« J’essaie de comprendre pourquoi nous -la gauche- qui avons pour idéal de réduire les inégalités, d’améliorer la situation des plus vulnérables, nous n’apportons plus cette parole politique offensive ». C. TAUBIRA (cf.‘’Elle »22/12/2013)

Il n’est pas douteux qu’il faille stigmatiser, avec la dernière énergie, la rhétorique de la haine antisémite dans laquelle a sombré jusqu’au délire l’humoriste DIEUDONNE qui n’hésite pas à reprendre à son compte des fantasmes nazis.

La question de fond reste cependant posée de savoir si la réponse purement répressive pour laquelle a opté, sous pression, Manuel VALLS est de bon aloi.

Quand ce dernier argue du « risque à l’ordre public », pour justifier l’interdiction des spectacles de DIEUDONNE, il nous paraît utile de rappeler, non seulement que les magistrats ont coutume de donner priorité à la liberté d’expression dans un tel cas, mais que la loi de 1972, qui sanctionne le racisme comme un délit ne peut être utilisée de façon préventive. S’il est question de trouble à « l’ordre public », le risque n’existe-il pas d’ailleurs, et à un degré plus élevé encore, à l’occasion des manifestations anti-républicaines animées par la droite dure et le Front National ?

Mais au-delà de ces considérations, avancées par nombre d’observateurs, il y a lieu de questionner plus en profondeur le fait que l’état actuel de notre société se montre malheureusement propice à nourrir un climat de haine et d’hostilité, qui alimente l’inquiétude populaire. On a pu le constater à l’occasion des mouvements de foule des Bonnets rouges et des opposants au le mariage pour tous. Ce climat favorise en outre l’action des lobbies en tout genre.
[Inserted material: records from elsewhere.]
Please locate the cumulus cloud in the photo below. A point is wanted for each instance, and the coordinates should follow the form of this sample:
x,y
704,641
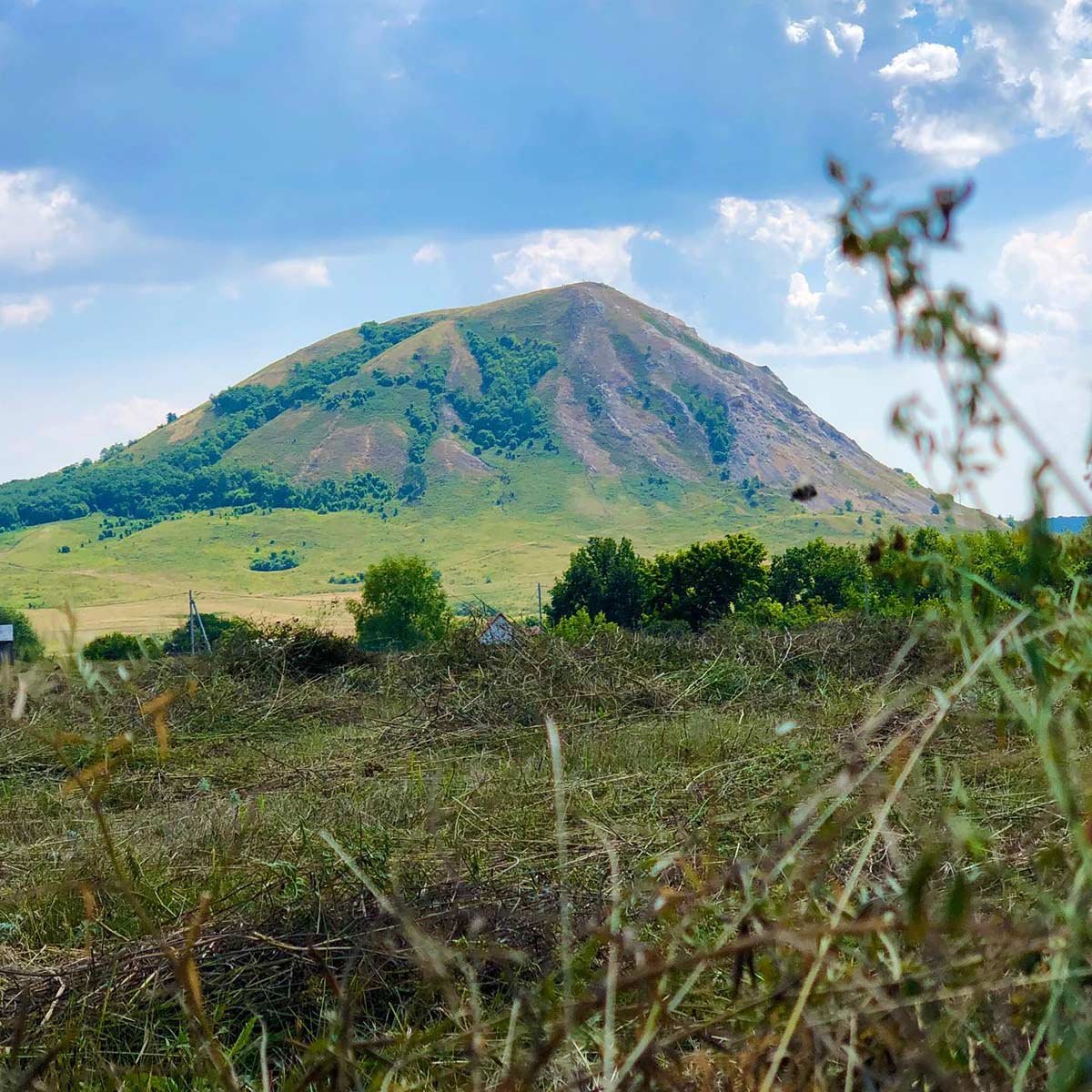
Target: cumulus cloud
x,y
134,416
561,257
429,254
801,298
25,312
798,31
45,224
839,37
926,63
299,272
954,139
784,224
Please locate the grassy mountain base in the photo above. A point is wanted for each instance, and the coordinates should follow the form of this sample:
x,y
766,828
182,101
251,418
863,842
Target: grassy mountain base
x,y
487,551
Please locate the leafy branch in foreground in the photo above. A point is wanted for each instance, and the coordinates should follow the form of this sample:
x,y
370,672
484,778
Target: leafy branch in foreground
x,y
966,341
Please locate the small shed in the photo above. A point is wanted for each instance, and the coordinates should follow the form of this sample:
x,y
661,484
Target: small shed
x,y
498,631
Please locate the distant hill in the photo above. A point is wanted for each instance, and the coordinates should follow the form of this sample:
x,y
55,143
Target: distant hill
x,y
1067,524
491,440
580,379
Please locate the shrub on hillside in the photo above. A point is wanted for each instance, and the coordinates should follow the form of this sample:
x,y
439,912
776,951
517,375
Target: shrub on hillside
x,y
27,643
402,605
604,578
708,580
120,647
581,627
301,650
276,561
819,572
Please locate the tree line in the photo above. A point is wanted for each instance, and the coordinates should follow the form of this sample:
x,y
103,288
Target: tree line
x,y
895,576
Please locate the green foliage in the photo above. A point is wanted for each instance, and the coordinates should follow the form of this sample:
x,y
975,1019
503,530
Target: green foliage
x,y
707,580
402,605
834,576
189,476
604,578
277,561
120,647
713,416
27,643
581,627
507,413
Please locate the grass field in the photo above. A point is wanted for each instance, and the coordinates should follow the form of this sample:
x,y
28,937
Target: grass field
x,y
719,796
489,551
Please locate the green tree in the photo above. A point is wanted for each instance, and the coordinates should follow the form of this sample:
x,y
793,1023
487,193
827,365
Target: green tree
x,y
708,580
604,578
27,643
822,572
402,605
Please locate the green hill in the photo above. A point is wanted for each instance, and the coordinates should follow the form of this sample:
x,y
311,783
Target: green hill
x,y
491,440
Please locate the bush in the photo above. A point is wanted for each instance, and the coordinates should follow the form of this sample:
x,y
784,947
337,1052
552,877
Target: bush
x,y
120,647
709,580
402,605
822,572
300,650
276,561
581,627
604,578
27,643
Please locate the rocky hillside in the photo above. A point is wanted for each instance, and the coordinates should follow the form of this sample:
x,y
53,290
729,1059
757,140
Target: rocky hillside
x,y
580,380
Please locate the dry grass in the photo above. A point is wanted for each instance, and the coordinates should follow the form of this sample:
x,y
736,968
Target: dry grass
x,y
363,869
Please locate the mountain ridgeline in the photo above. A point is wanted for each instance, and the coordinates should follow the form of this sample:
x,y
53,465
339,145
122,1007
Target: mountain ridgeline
x,y
574,383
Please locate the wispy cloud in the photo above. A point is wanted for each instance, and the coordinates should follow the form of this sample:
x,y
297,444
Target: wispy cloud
x,y
561,257
299,272
25,312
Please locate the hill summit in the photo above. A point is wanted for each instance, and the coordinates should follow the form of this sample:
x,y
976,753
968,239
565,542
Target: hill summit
x,y
534,401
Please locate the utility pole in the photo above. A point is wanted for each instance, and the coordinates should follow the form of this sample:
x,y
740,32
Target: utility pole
x,y
197,622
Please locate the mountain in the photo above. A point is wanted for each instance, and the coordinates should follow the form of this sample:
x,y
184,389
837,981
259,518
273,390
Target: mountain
x,y
525,424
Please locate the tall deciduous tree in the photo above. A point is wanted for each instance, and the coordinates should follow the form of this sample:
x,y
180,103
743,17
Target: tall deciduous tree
x,y
402,605
605,578
708,580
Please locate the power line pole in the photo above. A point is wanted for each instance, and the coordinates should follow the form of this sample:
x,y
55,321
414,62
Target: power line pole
x,y
197,622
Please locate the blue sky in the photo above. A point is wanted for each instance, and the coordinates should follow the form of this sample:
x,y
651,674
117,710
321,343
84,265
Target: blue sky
x,y
189,191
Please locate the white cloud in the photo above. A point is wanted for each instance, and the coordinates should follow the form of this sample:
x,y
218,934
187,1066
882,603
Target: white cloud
x,y
953,139
798,32
44,224
1049,274
926,63
299,272
25,312
131,418
561,257
429,254
851,35
824,344
775,222
801,298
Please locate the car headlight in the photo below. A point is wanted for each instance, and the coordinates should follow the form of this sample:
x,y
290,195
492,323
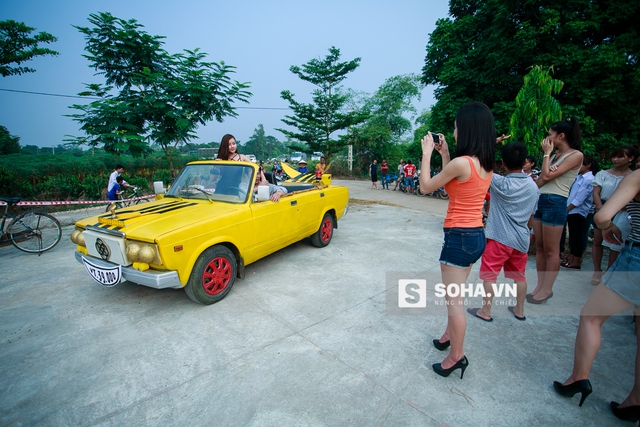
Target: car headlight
x,y
78,238
140,252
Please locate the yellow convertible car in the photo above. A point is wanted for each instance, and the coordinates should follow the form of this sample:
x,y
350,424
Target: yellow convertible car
x,y
212,222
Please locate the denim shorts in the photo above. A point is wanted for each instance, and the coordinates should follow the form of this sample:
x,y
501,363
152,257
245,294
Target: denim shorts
x,y
462,247
552,210
623,277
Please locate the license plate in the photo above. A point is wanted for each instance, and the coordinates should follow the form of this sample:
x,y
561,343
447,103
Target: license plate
x,y
106,276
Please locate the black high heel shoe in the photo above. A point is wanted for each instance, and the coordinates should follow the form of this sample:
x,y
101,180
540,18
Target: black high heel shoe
x,y
531,300
569,390
462,364
441,345
630,413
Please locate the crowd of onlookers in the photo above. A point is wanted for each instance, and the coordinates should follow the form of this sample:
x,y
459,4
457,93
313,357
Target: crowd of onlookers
x,y
568,193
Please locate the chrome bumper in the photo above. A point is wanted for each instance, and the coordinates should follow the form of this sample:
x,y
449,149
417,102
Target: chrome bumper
x,y
150,278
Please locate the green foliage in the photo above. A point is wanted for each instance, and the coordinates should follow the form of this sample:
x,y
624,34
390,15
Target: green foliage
x,y
387,123
68,176
318,121
536,108
484,50
263,146
9,144
18,45
149,96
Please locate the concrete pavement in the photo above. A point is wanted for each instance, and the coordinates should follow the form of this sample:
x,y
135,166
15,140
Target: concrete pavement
x,y
305,339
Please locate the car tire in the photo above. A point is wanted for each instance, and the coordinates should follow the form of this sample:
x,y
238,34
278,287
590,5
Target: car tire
x,y
212,276
322,237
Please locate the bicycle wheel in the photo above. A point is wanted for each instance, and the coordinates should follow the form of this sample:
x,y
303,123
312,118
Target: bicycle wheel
x,y
35,232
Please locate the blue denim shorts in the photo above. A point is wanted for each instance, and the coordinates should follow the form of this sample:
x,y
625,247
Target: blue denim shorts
x,y
462,247
552,210
623,277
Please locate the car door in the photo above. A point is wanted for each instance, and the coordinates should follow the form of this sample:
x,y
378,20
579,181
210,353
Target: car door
x,y
275,225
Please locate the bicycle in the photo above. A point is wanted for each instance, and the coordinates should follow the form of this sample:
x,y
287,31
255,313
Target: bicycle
x,y
31,231
125,201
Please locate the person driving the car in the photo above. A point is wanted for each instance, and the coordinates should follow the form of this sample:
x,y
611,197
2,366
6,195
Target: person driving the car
x,y
275,191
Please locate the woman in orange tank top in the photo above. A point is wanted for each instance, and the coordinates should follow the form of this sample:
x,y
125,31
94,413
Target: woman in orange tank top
x,y
466,179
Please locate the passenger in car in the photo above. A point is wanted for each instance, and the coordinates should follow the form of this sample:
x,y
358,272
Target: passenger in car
x,y
275,191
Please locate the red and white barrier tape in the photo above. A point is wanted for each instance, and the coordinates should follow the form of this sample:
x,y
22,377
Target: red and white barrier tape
x,y
77,202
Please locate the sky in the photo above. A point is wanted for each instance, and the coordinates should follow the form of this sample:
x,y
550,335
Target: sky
x,y
262,39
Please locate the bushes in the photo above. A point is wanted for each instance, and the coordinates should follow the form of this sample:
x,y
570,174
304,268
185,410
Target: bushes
x,y
70,176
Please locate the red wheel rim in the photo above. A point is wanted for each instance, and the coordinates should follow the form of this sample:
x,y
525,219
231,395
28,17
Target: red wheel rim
x,y
216,275
326,230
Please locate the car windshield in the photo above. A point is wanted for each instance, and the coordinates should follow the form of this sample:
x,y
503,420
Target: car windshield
x,y
213,181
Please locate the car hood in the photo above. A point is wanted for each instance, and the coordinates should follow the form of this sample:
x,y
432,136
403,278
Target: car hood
x,y
150,221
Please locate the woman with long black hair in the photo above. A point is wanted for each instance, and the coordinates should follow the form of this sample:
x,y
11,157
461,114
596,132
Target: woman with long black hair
x,y
466,180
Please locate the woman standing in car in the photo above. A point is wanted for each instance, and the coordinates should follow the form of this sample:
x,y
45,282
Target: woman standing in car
x,y
229,150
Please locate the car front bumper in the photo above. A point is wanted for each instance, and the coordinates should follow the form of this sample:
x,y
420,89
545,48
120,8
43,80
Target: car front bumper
x,y
150,278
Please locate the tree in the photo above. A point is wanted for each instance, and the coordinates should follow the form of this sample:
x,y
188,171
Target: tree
x,y
536,108
387,122
486,47
149,96
318,121
17,45
262,145
9,144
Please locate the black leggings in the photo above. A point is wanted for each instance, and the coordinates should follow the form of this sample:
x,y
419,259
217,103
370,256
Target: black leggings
x,y
577,228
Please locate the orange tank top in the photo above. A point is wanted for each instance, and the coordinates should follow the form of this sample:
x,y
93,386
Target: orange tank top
x,y
466,199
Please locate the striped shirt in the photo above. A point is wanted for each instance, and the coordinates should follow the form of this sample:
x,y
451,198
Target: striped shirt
x,y
514,198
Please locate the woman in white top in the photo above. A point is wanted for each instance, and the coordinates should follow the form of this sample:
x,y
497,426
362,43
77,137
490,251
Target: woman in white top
x,y
557,173
604,184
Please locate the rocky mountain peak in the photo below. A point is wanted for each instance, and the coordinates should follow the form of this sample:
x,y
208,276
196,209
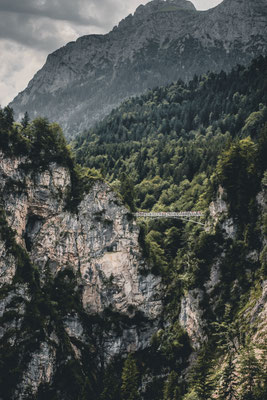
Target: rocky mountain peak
x,y
164,5
162,42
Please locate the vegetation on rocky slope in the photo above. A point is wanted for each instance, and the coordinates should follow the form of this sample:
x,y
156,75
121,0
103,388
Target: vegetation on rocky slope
x,y
172,150
176,148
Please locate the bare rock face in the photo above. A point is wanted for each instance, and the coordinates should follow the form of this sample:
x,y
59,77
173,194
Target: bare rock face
x,y
162,42
191,317
93,253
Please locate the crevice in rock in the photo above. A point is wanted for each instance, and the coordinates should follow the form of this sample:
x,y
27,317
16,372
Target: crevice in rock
x,y
33,226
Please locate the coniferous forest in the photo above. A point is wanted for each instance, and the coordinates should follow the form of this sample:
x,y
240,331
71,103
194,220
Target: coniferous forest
x,y
179,148
196,146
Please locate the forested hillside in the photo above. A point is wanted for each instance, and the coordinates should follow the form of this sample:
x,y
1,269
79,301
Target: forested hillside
x,y
198,146
86,311
174,133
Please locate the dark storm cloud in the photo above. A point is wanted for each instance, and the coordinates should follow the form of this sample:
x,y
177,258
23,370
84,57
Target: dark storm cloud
x,y
41,35
48,24
68,10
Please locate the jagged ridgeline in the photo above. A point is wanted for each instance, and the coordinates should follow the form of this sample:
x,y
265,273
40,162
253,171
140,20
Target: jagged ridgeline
x,y
163,41
198,146
88,314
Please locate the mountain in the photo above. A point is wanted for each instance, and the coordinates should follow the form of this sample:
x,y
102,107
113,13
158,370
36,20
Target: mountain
x,y
162,42
73,294
96,305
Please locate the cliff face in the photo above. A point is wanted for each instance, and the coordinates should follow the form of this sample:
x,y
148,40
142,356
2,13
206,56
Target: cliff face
x,y
88,266
162,42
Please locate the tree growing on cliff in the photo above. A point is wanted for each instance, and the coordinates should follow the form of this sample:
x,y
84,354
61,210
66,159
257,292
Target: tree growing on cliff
x,y
130,380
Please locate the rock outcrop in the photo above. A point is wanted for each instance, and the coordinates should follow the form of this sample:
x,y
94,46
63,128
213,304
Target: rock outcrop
x,y
92,253
162,42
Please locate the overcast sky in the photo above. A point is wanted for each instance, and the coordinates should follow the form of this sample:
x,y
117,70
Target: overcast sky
x,y
31,29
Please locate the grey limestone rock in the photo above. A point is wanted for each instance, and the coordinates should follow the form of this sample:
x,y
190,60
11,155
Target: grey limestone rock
x,y
162,42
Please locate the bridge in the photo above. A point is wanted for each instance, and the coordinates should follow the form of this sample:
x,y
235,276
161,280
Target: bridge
x,y
185,215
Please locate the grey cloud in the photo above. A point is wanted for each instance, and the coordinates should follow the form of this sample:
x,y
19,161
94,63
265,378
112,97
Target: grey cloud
x,y
68,10
42,24
42,35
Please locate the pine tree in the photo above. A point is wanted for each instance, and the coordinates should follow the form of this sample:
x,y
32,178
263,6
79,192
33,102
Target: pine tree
x,y
130,380
127,191
171,388
25,120
228,388
201,379
250,374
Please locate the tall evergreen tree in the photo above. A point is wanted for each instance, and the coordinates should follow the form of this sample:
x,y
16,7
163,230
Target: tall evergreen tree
x,y
229,384
130,380
250,375
201,379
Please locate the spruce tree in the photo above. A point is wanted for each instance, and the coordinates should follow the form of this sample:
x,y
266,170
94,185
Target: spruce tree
x,y
228,388
171,387
130,380
250,374
201,379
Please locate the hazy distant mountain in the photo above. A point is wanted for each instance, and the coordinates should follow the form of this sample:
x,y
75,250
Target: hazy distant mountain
x,y
162,42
Si la montée de l’antisémitisme en témoigne, n’en témoigne pas moins celle du racisme anti-Noir, relent d’un imaginaire colonial, dont Christiane TAUBIRA, entre autre, fait les frais, sans que l’on n’ait pu observer pour le coup, ni au niveau du gouvernement, ni globalement au niveau des médias, une réaction de la même ampleur. Et que dire des propos anti-Roms du Ministre de l’Intérieur ?

Comment ne pas voir que la République et la cohésion sociale, qui lui est consubstantielle, sont gravement interpellées par le succès qu’un DIEUDONNE obtient sur Facebook et, plus généralement, par la facilité avec laquelle se libère une parole raciste dans les milieux populaires que désoriente le cours incertain d’une politique gouvernementale décevant leurs attentes ?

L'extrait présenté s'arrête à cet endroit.